In terms of the costs required to upgrade the SACT dataset and the EBMT registry to enable OBR, the SACT dataset is more costly to upgrade than the EBMT registry. This is partly due to the greater shortcomings associated with SACT, but also due to the fact that there are more trusts reporting into it than EBMT.

We have shown that part automation is a far more scalable option than the manual workaround (which is sensitive to the number of trusts and products under OBR), and less reliant on staff resources (which are very scarce in the NHS), meaning it has a better chance of being fit for purpose also with any changing requirements in the future. Taking the longer view on costs pays dividends in terms of flexibility, which will be key to future-proofing the system.

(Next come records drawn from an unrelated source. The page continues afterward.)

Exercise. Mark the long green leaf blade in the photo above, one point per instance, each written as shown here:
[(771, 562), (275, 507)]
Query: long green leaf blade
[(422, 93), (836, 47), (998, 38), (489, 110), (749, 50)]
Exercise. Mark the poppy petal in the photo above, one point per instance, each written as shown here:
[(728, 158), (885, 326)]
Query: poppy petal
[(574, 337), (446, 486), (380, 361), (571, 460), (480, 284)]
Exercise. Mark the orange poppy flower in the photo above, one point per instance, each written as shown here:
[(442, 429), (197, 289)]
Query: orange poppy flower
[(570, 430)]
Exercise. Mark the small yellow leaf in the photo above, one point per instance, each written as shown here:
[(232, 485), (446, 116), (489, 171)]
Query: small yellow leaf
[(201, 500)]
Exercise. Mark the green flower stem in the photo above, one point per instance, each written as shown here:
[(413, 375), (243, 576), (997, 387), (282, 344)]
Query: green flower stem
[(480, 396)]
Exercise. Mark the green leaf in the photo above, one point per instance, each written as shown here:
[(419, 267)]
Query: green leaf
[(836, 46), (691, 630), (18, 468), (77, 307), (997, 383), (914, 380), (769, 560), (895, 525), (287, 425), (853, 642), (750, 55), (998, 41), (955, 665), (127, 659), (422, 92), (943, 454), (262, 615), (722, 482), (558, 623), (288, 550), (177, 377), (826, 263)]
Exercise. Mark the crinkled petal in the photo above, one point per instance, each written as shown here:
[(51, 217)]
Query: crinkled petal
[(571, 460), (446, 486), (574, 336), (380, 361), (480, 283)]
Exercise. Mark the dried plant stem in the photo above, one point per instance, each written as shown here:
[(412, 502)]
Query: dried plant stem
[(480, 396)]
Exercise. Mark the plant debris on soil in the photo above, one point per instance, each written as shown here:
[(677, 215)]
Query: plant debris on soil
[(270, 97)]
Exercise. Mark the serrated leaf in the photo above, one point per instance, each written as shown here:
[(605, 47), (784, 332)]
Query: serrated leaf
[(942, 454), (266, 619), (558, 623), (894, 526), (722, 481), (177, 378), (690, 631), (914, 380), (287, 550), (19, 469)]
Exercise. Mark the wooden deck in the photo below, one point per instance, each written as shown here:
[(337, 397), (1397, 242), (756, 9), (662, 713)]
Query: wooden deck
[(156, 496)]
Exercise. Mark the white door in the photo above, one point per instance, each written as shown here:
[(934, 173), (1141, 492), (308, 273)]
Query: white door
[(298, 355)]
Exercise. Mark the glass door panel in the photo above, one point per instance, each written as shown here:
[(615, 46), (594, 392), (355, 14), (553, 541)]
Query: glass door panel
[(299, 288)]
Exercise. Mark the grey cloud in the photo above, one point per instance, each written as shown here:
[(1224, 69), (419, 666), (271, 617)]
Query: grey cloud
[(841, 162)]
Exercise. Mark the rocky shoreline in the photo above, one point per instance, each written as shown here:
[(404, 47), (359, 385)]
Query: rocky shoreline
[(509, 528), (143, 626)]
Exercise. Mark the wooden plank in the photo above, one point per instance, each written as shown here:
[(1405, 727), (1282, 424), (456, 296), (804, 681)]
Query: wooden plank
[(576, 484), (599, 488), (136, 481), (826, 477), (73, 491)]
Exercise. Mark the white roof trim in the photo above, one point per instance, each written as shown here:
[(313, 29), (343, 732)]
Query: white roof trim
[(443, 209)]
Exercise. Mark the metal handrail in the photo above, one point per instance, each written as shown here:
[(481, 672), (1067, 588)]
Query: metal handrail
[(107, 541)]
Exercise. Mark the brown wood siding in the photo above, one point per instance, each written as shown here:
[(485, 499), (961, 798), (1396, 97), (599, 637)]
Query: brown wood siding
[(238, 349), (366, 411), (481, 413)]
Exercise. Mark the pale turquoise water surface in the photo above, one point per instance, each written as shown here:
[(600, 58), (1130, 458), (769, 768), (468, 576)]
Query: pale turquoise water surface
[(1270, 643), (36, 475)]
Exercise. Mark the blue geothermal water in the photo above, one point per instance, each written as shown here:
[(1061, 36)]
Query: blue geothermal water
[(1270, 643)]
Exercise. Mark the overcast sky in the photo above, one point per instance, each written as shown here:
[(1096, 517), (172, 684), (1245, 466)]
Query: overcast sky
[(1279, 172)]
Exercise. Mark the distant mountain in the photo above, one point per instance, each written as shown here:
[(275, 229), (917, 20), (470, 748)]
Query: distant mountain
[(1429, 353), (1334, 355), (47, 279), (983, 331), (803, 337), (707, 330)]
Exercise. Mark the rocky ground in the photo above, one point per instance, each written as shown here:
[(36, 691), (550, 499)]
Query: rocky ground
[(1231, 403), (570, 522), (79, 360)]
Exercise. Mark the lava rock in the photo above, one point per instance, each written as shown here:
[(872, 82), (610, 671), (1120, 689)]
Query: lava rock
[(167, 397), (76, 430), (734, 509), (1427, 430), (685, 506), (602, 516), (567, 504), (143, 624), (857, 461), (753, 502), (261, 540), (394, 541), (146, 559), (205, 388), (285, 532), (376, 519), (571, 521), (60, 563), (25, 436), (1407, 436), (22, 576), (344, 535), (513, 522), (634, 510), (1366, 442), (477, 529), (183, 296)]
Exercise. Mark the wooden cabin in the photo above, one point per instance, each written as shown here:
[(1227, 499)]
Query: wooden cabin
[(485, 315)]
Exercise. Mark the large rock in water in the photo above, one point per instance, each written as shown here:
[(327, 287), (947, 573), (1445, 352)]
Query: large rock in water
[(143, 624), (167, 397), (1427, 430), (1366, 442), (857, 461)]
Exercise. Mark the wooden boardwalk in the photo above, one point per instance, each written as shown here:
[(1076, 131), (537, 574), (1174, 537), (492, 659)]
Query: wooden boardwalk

We believe that an appropriately automated and scalable data collection infrastructure should be implemented, with the ability to integrate clinical, economic and patient-reported outcomes with healthcare cost data and payment systems, to enable OBR not only in cancer, but also in other therapy areas (as operated in Italy and Spain). Such a system should ideally also provide transparency to both manufacturers and NHS stakeholders so that all parties can learn from the outcomes collected in the real world, and maintain confidence in that the financial implications represent the terms that are pre-agreed.

It is particularly important to ensure that this data is a resource that clinical staff can benefit from, as such learnings encourage further improvements in patient care, as well as keeping data quality and completeness high. All stakeholders in the healthcare ecosystem win if patient outcomes are improved, and this requires a concerted effort by all involved to become a reality.